The record, to be released October 23, switches between male and female vocals, making the most of Einhorn’s abilities and those of Ellen O’Hayer. "I write for Ellen because her voice is just so lonely," Einhorn says, "and I need that loneliness in my music." Ballads like "In Hospital" and "Broken Front Teeth" are simple, elegant heartbreakers, and the intelligence and fever of pop songs like "I Never Thought I Could Feel This Way for a Boy" and "Then and Not a Moment Before" are infectious. It’s beautiful record that leaves plenty to ponder even after multiple listens, which, in this case, are easy, because it’s only twenty-six minutes long.

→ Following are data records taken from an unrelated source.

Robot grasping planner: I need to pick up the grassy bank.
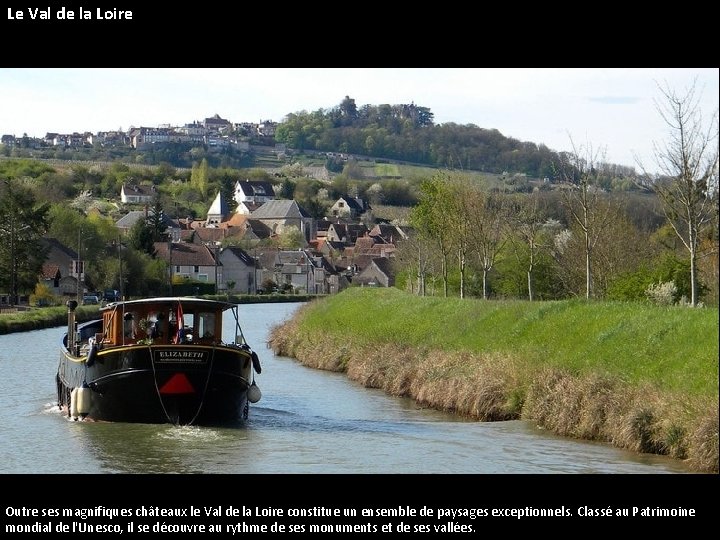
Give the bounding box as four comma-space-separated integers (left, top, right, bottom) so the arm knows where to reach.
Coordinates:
270, 288, 718, 472
0, 306, 99, 335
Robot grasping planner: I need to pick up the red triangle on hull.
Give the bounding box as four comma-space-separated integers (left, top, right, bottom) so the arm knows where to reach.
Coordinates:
160, 373, 195, 394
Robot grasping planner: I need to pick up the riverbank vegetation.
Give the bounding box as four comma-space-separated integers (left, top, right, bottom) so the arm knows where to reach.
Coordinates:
269, 288, 718, 473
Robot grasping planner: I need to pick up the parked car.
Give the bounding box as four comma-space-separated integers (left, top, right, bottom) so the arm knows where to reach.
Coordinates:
103, 289, 120, 302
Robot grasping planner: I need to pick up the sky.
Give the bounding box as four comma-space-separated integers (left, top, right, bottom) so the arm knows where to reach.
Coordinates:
0, 68, 720, 171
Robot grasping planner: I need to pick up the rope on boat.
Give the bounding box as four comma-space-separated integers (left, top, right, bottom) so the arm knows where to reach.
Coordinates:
189, 343, 217, 424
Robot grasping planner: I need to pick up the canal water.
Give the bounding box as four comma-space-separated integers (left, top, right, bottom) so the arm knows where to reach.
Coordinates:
0, 304, 690, 474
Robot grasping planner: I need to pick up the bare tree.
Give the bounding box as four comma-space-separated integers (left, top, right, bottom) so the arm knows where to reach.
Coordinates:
645, 82, 718, 306
559, 139, 608, 299
468, 190, 507, 300
506, 191, 559, 302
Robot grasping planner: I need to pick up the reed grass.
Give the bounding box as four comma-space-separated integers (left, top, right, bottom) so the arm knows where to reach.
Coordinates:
269, 288, 718, 473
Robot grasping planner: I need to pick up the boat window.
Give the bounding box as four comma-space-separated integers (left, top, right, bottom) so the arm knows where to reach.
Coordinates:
198, 311, 215, 339
123, 311, 138, 339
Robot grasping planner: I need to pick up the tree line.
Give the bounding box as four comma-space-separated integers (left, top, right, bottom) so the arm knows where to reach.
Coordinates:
400, 82, 720, 306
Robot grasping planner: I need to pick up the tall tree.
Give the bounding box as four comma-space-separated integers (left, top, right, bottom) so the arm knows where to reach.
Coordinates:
190, 158, 208, 197
649, 83, 718, 306
410, 173, 452, 297
506, 191, 559, 302
0, 179, 50, 305
469, 189, 507, 300
558, 139, 608, 299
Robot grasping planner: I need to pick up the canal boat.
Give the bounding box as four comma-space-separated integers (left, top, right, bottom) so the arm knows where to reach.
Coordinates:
56, 297, 261, 425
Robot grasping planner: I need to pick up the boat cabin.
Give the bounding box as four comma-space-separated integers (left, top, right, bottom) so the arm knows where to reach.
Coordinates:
95, 299, 224, 347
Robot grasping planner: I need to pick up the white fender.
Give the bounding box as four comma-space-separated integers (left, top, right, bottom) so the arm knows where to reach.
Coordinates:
248, 381, 262, 403
75, 385, 92, 416
70, 388, 78, 420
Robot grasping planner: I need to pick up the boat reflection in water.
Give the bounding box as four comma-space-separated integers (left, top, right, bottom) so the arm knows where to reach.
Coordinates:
56, 297, 261, 425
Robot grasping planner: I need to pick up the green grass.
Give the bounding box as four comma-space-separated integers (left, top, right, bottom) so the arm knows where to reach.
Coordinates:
300, 288, 718, 398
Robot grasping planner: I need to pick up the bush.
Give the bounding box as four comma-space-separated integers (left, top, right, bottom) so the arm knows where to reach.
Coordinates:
645, 281, 677, 306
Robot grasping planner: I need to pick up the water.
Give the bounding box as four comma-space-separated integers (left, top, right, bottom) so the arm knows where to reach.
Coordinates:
0, 304, 689, 474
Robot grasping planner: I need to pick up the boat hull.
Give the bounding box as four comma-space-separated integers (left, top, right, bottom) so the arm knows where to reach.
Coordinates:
57, 345, 253, 425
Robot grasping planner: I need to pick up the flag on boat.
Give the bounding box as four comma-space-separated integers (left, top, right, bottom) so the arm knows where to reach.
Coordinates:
175, 302, 185, 343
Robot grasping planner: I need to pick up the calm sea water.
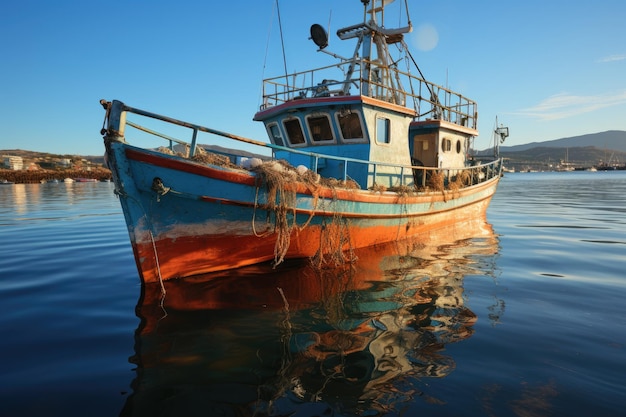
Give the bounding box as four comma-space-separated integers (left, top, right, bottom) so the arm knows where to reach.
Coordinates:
0, 172, 626, 416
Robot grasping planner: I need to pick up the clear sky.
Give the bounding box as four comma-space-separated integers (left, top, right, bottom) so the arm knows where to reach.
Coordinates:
0, 0, 626, 155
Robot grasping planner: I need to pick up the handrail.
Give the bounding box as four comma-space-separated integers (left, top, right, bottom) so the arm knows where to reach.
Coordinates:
101, 100, 501, 191
261, 58, 478, 129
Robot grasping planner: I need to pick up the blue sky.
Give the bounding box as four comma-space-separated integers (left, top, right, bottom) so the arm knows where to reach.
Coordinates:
0, 0, 626, 155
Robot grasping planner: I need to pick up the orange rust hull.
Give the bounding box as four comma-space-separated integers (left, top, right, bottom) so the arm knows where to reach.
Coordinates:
109, 144, 499, 282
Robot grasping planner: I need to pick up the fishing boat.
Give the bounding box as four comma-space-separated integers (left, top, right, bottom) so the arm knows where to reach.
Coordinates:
100, 0, 502, 282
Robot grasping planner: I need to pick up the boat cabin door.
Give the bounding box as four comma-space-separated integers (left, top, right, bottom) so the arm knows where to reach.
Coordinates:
411, 134, 437, 167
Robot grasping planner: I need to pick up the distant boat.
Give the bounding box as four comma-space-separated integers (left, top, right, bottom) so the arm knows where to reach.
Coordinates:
101, 1, 508, 282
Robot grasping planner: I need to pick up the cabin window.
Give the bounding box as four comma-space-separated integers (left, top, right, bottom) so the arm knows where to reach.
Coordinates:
376, 117, 391, 143
267, 123, 285, 146
337, 111, 363, 140
283, 118, 304, 145
306, 114, 334, 142
441, 139, 452, 152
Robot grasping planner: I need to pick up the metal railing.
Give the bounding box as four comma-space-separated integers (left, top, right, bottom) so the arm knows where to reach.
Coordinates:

"I can’t remember many records in the last five years where I listened all the way through and I thoroughly enjoyed every song," Einhorn says, "so I thought, ‘OK, let’s cut out the songs we are iffy about and only put out the songs that are as close to a hundred percent as I’ll ever feel about any of my work…My model for this record was the Porno for Pyros’ first album, one of my favorite records as a kid, and it’s short as hell. And I thought, ‘If Perry Farrell can do it, I can do the same thing.’"
Perhaps the band has an advantage with Chicago in its corner. It’s an intense, exhilarating time for Chicago music—more specifically for bands that are about to burst on to the international scene with a vengeance—and while the city is seemingly losing its identity as one that produces a definitive "sound," the creative output is exponentially growing, as no band sounds the same by any means, no songwriter encompasses everything this city has to offer musically.
"It’s funny, man," Einhorn says, "all the bands coming up at the time we were, in 2002, 2003, we’ve known for years, and we all have record deals now. Office signed to James Iha’s label. I've known Scott [Masson] for years. The 1900s. We’ve hung out with Jeanine [O’Toole] a bunch of times, and they’re awesome, and they signed to Parasol. The Tossers went to Victory. The Changes. I went to school with Darren, we took a songwriting class together at Columbia. It’s just fucking awesome because nobody really sounds like anybody else and we all have our own unique set of influences and goals. We’ve never had anyone be competitive with us or be anything but supportive."
And, he adds, "With the Choir that’s helpful, because we end up sucking any talented musician in our orbit into the band at some point."